Starts the web UI and API, without the archivers. You can run as many instances of Mitsuba in this read-only mode as you wish.

Administration

Mitsuba does not come with any admin UI besides the CLI commands above.

There are no commands to purge a board from the database or delete its images.

Images are stored in the same folders for all boards so you can't easily remove all the images just for one board, and some images might have been posted on multiple boards.

Thumbnails and full images are stored in different folders (full and thumb) so you can delete all full images (for all boards) by just deleting that entire folder if you want to.

However, if you really need to delete a particular image, you can just delete the file. The images on disk are never read, and whether an image has been downloaded or not is tracked in the database. So Mitsuba doesn't know that the image was removed from disk, and will never download it again, because it would be marked as already present.

It's safe to delete any of the images on disk, but of course they will return 404s if someone tries to access them.
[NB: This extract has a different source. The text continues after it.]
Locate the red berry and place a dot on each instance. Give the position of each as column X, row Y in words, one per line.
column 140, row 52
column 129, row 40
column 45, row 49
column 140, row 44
We want to eventually have some convenient CLI tools for administration. Maybe a web UI in the future, but that's a bigger endeavour.

Future

Some features that might be added:

  • Search: this is by far the biggest missing feature. I wanted to have this in 1.0 but I didn't have the time. Ideally, we should have full text search for post content and titles, names and such, plus all the advanced search options foolfuuka has. There are multiple ways to go about this, right now I am considering two. The first option is to use Postgresql full text search. This is limited, but it actually does have all the features realistically needed for our use case, and it doesn't add any external dependencies. This would ensure search is always available. The second option is using meilisearch which is a rust full text search engine that is both lightweight and easy to set up, it works well out of the box. This would give us more capabilities, it is very flexible. But it's an external dependency that users would have to download and run separately like Postgresql itself. So I am hesitant to add it, and it would have to be optional, making search not always available. On the other hand, using something like elasticsearch would be a huge dependency that I'm not willing to take, and it requires a lot more configuration. Also it's the opposite of lightweight among web servers.
  • purge BOARD command, to delete all archived data relative to a particular board. Would delete all posts, and all images that were only posted on that board, while preserving images also present on others. Would have option to only delete full images and preserve thumbnails and post data.
  • hide ID command, to hide a particular post from being served by the API, or an entire thread if the ID is of a thread OP. Would simply mark the post as "hidden" on the database, without deleting, it, but it would no longer be publically visible. Mainly meant in cases where someone was doxxed and asked to have the info taken down. This would also have an option to delete the images associated with the post or thread that aren't present on other posts, while still keeping them marked as downloaded, so they would not be downloaded again.
  • check command, to check the image store for corruption or missing images. This would first scan the database to see all images that are marked as downloaded, and then ensure that they exist on disk, hash the files to compare MD5s to make sure they are not corrupted. If an image is missing or corrupted, it would correct the database, and mark it as absent. Might also delete images that are on disk but aren't tracked in the database.
  • Object storage (S3 compatible) option to store images. This is not very difficult to implement by itself, but it requires handling more error cases, for example retrying when an upload to the object storage provider fails. Right now if an image fails to be saved to disk, it is dropped immediately and no retries are made. But with a remote storage provider more things can fail, and they might only fail temporarily.

At the moment a full imageboard engine with posting and administration is considered out of scope, however if you are interested in working on that, you should make an issue to discuss it.